Shut the front door: Swear words the star of new class

The article below contains language that some may find offensive.

If you are still contemplating what classes you should take next semester, consider taking The Social Life of Swearing (ANTH 245) with Dr. Chelsea Mead.

You don’t have to be an anthropology major in order to take this class. Dr. Mead reassures students that “all you need to bring is a passion for late language, maybe a passion for swearing, and you’ll be ok in the class.”

It covers Goal Areas seven and nine, and on top of that, it is also considered a Purple course. This is your opportunity to learn how swear words came to be, and most importantly how language affects your daily life.

This class will be focusing on how your favorite swear words have evolved over time, for example, how words or phrases in the 13th century were much more offensive than we would consider today. Dr. Mead will also be covering how different cultures and languages are perceived differently. One part to really look forward to is a whole week dedicated to everyone’s favorite, infamous F-word.

“I think I’m going to have an entire week dedicated to the word ‘fuck’ because it’s such a fabulous word,” Dr. Mead Said. “In the English language, you have prefixes and suffixes… We don’t really have infixes. The only one that we have is ‘fuck’.”

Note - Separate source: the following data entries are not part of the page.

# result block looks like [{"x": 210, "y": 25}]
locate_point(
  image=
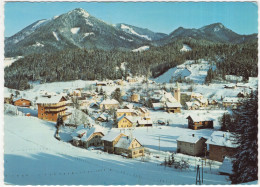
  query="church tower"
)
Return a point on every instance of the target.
[{"x": 177, "y": 93}]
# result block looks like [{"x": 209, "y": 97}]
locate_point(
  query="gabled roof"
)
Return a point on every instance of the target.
[
  {"x": 196, "y": 118},
  {"x": 190, "y": 138},
  {"x": 111, "y": 136},
  {"x": 231, "y": 99},
  {"x": 109, "y": 101},
  {"x": 16, "y": 99},
  {"x": 144, "y": 122},
  {"x": 125, "y": 110},
  {"x": 173, "y": 105},
  {"x": 226, "y": 166},
  {"x": 53, "y": 99},
  {"x": 124, "y": 142},
  {"x": 221, "y": 138}
]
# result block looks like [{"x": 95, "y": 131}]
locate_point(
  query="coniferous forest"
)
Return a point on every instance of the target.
[{"x": 96, "y": 64}]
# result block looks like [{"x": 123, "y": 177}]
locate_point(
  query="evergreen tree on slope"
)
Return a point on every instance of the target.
[{"x": 245, "y": 165}]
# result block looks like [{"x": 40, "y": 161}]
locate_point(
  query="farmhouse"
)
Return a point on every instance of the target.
[
  {"x": 129, "y": 147},
  {"x": 199, "y": 122},
  {"x": 110, "y": 140},
  {"x": 8, "y": 98},
  {"x": 173, "y": 107},
  {"x": 22, "y": 102},
  {"x": 220, "y": 145},
  {"x": 231, "y": 102},
  {"x": 125, "y": 122},
  {"x": 135, "y": 98},
  {"x": 144, "y": 112},
  {"x": 49, "y": 107},
  {"x": 192, "y": 145},
  {"x": 126, "y": 112},
  {"x": 144, "y": 123},
  {"x": 108, "y": 104},
  {"x": 87, "y": 137}
]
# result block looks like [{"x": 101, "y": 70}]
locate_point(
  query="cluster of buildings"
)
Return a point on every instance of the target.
[{"x": 219, "y": 145}]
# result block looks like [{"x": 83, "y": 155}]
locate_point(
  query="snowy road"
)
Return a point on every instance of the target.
[{"x": 33, "y": 156}]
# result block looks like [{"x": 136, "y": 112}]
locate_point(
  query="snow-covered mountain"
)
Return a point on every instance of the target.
[
  {"x": 75, "y": 29},
  {"x": 216, "y": 32},
  {"x": 140, "y": 32}
]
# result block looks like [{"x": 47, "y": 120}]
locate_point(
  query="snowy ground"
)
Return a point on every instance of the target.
[{"x": 33, "y": 156}]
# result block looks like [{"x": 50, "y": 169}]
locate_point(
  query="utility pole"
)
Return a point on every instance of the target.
[
  {"x": 198, "y": 175},
  {"x": 159, "y": 143}
]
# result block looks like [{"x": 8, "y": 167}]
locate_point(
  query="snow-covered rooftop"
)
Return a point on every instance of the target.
[
  {"x": 109, "y": 102},
  {"x": 50, "y": 100},
  {"x": 198, "y": 118},
  {"x": 221, "y": 138},
  {"x": 111, "y": 136},
  {"x": 173, "y": 105},
  {"x": 124, "y": 142},
  {"x": 226, "y": 166},
  {"x": 193, "y": 138}
]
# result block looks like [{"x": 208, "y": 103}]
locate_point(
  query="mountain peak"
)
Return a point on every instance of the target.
[{"x": 79, "y": 11}]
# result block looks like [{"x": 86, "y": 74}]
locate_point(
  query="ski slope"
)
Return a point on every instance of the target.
[{"x": 32, "y": 156}]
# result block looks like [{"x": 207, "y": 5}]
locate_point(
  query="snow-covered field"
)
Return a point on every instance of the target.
[
  {"x": 33, "y": 156},
  {"x": 196, "y": 72}
]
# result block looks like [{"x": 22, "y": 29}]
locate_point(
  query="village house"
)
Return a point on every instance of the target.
[
  {"x": 109, "y": 104},
  {"x": 101, "y": 83},
  {"x": 76, "y": 93},
  {"x": 129, "y": 147},
  {"x": 192, "y": 105},
  {"x": 50, "y": 107},
  {"x": 191, "y": 145},
  {"x": 231, "y": 102},
  {"x": 144, "y": 112},
  {"x": 173, "y": 107},
  {"x": 110, "y": 140},
  {"x": 22, "y": 102},
  {"x": 135, "y": 98},
  {"x": 157, "y": 106},
  {"x": 102, "y": 117},
  {"x": 203, "y": 102},
  {"x": 144, "y": 123},
  {"x": 87, "y": 136},
  {"x": 199, "y": 122},
  {"x": 125, "y": 122},
  {"x": 220, "y": 145},
  {"x": 8, "y": 98},
  {"x": 196, "y": 96},
  {"x": 126, "y": 112}
]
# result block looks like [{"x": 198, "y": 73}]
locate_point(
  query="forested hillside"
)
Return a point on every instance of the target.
[{"x": 235, "y": 59}]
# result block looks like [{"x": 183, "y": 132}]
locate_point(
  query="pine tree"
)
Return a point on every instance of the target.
[{"x": 245, "y": 165}]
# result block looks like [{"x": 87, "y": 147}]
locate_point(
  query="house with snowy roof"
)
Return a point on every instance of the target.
[
  {"x": 102, "y": 117},
  {"x": 231, "y": 102},
  {"x": 126, "y": 112},
  {"x": 129, "y": 147},
  {"x": 192, "y": 105},
  {"x": 22, "y": 102},
  {"x": 173, "y": 107},
  {"x": 109, "y": 104},
  {"x": 110, "y": 140},
  {"x": 51, "y": 106},
  {"x": 87, "y": 136},
  {"x": 191, "y": 145},
  {"x": 143, "y": 111},
  {"x": 8, "y": 98},
  {"x": 144, "y": 123},
  {"x": 125, "y": 121},
  {"x": 220, "y": 145},
  {"x": 196, "y": 122}
]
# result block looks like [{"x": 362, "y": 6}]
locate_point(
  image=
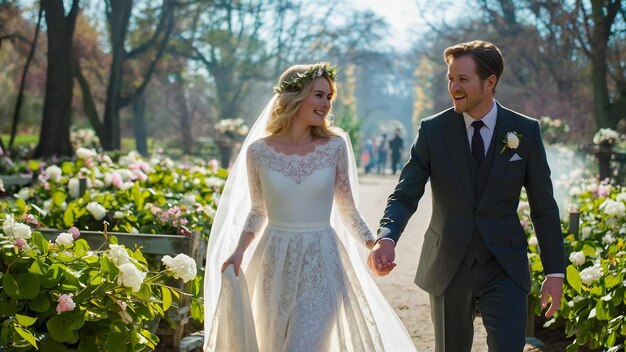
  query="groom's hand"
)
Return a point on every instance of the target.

An example that Dr. Mead provided was the word “abso-fucking-lutely.” Anyone that hears this word knows what you’re talking about. She explains that these are intensifiers that are also infixes. In the English language, we don’t really have infixes, except for the word ‘fuck.’ She continues to explain that you could give anyone a list of words and to put the word ‘fuck’ or “some variation of it” and they will mostly all be able to put it in a similar way.

“What’s cool about that is that that reflects this grammatical knowledge. We know these grammatical rules of how to do language without consciously thinking about them,” Dr. Mead said.

This class will help you understand how language is “culturally contextualized” and be able to apply this knowledge of communication into the real world. Dr. Mead explains that taking an anthropology class will help you be give you a “well-rounded preparation” to take skills learned, such as critical thinking, communication, and taking in all the data you have learned, and apply those into your world. Whether that is your personal or professional life, and even in your other courses.

“Your anthro classes aren’t going to be ones that you check off “that class is done,”’ Dr. Mead said. “We don’t do shallow learning in anthro. We do deep application learning.”

Dr. Mead has been teaching at MNSU for four years, going on five next semester. She also teaches Anthropology 269 which is anthropology of sex. Anthropology 240 as well, which is an introduction to linguistic anthropology and covers how language is perceived by different people and culture.

“Sometimes students are maybe a little nervous to study language,” Dr. Mead said. “But we use it all the time. It’s inescapable. I think once students realize ‘I can study swearing? I could study all the different ways that we talk about something?’ they get interested.”

As for Dr. Mead’s favorite swear word?

“I really like the word ‘fuck’,” said Dr. Mead. “I like all words but, but I do think that the word ‘fuck’ is just kind of fun because it can be so diverse.”